Credit: WCNC Charlotte

This approach is far from unusual. WCNC Charlotte started investigating workplace death penalties earlier this year after three construction workers died uptown when scaffolding collapsed. Their workplace death investigations remain under investigation.

The WCNC Charlotte team analyzed non-COVID Occupational Safety and Health Administration fatality reports in the Carolinas since 2020 and found, when state and federal regulators penalize companies for workplace deaths, roughly 43% of the time, the employers fight those fines and/or settle for lower penalties.
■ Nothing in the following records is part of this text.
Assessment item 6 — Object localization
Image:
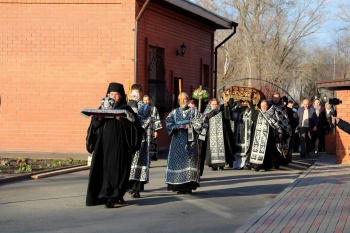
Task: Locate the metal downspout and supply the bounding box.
[213,22,238,98]
[134,0,151,83]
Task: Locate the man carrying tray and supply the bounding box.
[86,83,143,208]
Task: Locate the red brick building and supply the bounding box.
[316,79,350,164]
[0,0,237,156]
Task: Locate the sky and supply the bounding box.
[313,0,350,46]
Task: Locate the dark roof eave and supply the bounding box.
[164,0,238,29]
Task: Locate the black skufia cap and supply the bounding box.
[106,83,126,104]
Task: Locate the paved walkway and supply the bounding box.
[236,155,350,233]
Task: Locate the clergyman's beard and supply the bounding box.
[181,103,188,109]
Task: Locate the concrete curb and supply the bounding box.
[0,165,90,186]
[31,165,90,179]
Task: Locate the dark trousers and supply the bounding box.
[299,127,312,156]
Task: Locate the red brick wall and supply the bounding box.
[334,91,350,164]
[137,2,215,148]
[0,0,135,153]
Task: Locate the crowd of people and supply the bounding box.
[86,83,339,208]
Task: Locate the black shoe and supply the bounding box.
[105,199,116,208]
[131,191,141,198]
[176,191,187,195]
[253,166,260,172]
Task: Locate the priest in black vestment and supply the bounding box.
[249,100,283,171]
[86,83,142,208]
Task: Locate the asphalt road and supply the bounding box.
[0,153,317,233]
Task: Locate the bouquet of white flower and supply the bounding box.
[192,88,209,101]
WCNC Charlotte has created a searchable database of workplace deaths dating back to January 2020. You can search by type of death, state, city, or date to see incidents in both North Carolina and South Carolina. You can also copy and paste the OSHA inspection number into OSHA's website to find more details.

Credit: NC Department of Labor
Scott Mabry

"How does that incentivize a company to do more to protect its employees?" WCNC Charlotte asked North Carolina Department of Labor Chief of Staff Scott Mabry.

"We will go to extreme lengths to try to defend those, but oftentimes the trade-off is to try to get it corrected as soon as we can so that the hazard does not reoccur," Mabry responded. "We try to stick with what we can because we know it means something to those families."

Mabry said if a company contests the original fine, which is calculated based on severity, they're not required to correct any hazards until their appeal is resolved. That process can take months or even years.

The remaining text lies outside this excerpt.